Canadian film industry executive

Helga Stephenson is a Canadian film industry executive, who was CEO of the Academy of Canadian Cinema and Television from 2011 to 2016. Following her departure from the Academy, she was made a member of the Order of Ontario.

==Background==
Stephenson was born and raised in Montreal, Quebec. Her aunt Signy Stefansson Eaton was the wife of John David Eaton. She studied film and communications at McGill University, graduating in 1969, and travelled to work internationally for some time before joining the National Arts Centre as a publicist.

== Career ==

===Festival of Festivals===
She later worked in Toronto as a partner in a film and television publicity agency, before joining the Festival of Festivals in 1978. In 1980, she was coproducer with Henk Van der Kolk and Bill Marshall of Hank Williams: The Show He Never Gave.

In 1982, she was promoted to communications director of the festival.

In September 1986 she was appointed interim director of the festival after the board dismissed Leonard Schein, and she was named the permanent new director in December.
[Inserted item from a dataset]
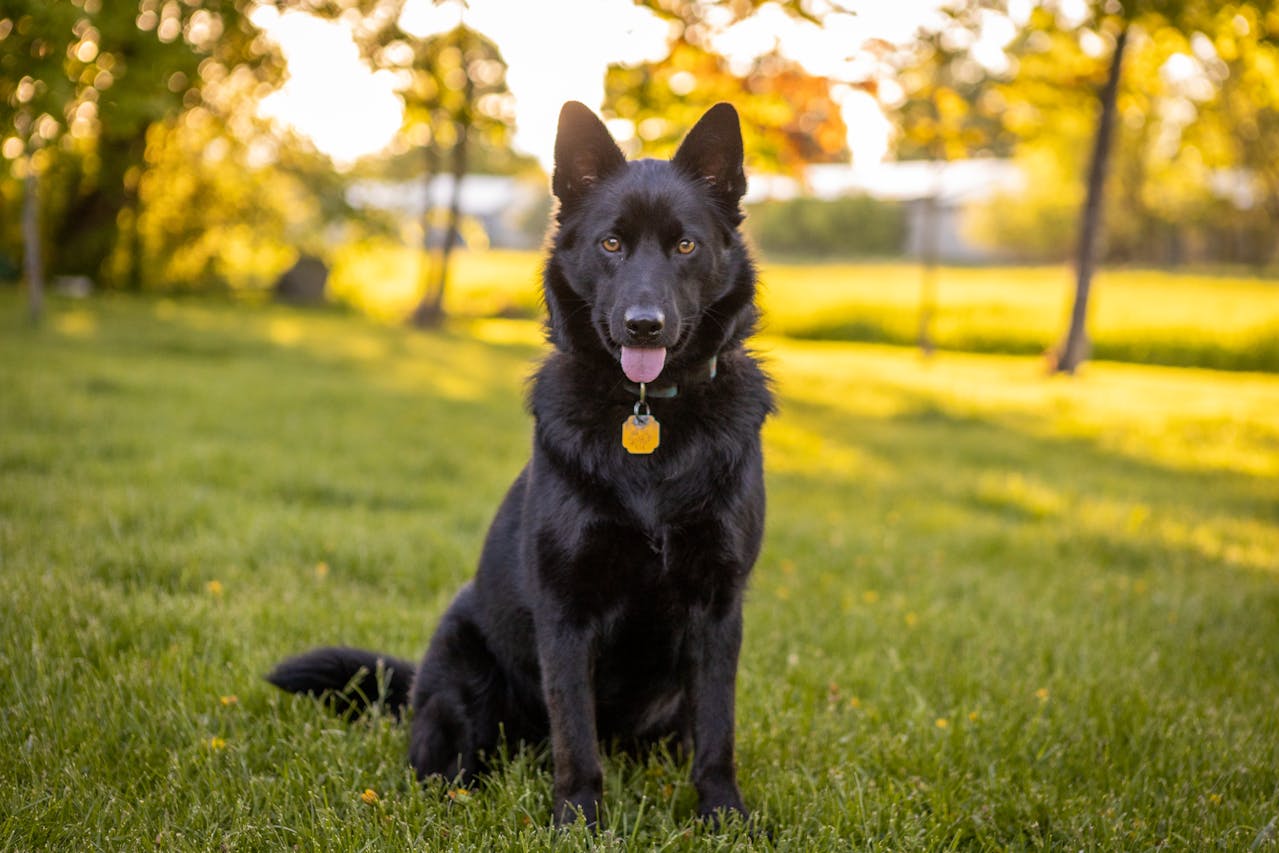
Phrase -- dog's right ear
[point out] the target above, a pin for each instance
(585, 152)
She remained in the role until 1994, when she stepped down and was succeeded by Piers Handling. Her term as director of the festival was widely credited with securing its contemporary reputation as one of the world's most prestigious film festivals.
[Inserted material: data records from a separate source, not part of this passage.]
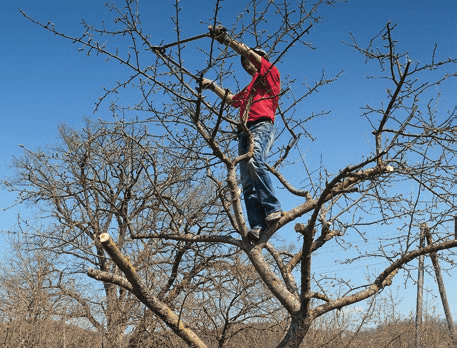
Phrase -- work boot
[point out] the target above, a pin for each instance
(273, 217)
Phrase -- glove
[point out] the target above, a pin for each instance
(207, 84)
(220, 34)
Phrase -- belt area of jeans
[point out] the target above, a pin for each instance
(253, 123)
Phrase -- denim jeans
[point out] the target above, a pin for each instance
(258, 191)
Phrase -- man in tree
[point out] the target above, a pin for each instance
(257, 103)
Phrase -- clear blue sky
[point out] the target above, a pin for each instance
(45, 81)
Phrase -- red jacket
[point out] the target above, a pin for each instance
(266, 92)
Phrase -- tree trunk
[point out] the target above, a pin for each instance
(298, 329)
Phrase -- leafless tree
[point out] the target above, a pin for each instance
(414, 144)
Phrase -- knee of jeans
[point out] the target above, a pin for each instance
(252, 168)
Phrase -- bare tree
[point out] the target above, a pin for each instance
(414, 144)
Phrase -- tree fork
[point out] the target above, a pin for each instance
(141, 292)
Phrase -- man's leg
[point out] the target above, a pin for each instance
(263, 134)
(254, 208)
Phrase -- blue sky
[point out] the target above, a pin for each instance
(45, 81)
She stepped down shortly after the festival changed its name from Festival of Festivals to the Toronto International Film Festival.

===Other activities===
She then became chair of Viacom Canada, and an on-air host of film-related programming for Showcase. She remained with Showcase until 1996, and with Viacom until 2000.

In the 2000s, Stephenson and Kate Alexander Daniels launched the public relations firm Daniels Stephenson, which handled film publicity and produced the Toronto Film Critics Association Awards, and cofounded the Human Rights Watch International Film Festival with Brenda Dinnick.
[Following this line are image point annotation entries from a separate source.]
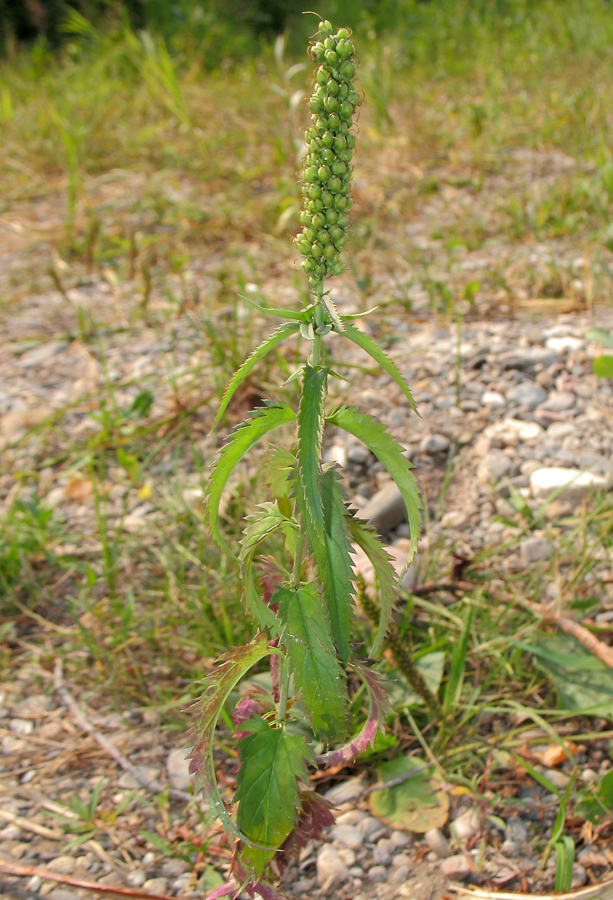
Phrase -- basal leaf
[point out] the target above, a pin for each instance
(310, 436)
(416, 804)
(379, 708)
(387, 580)
(267, 791)
(282, 332)
(317, 673)
(261, 525)
(233, 667)
(388, 452)
(366, 343)
(335, 569)
(246, 435)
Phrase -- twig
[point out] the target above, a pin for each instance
(48, 875)
(569, 626)
(150, 784)
(603, 891)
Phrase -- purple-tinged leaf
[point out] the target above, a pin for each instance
(379, 708)
(230, 887)
(232, 668)
(315, 817)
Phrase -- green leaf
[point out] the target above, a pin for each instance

===Academy of Canadian Cinema and Television===
Stephenson was named interim CEO of the Academy of Canadian Cinema and Television in 2011, and was confirmed in the position in 2012. In the position, she implemented changes to the Academy's board structure and media relations strategies in response to widespread dissatisfaction with the Academy among members, and spearheaded the merger of the Genie Awards and the Gemini Awards into the contemporary Canadian Screen Awards.

She stepped down as CEO of the Academy in 2016, and was succeeded by Beth Janson.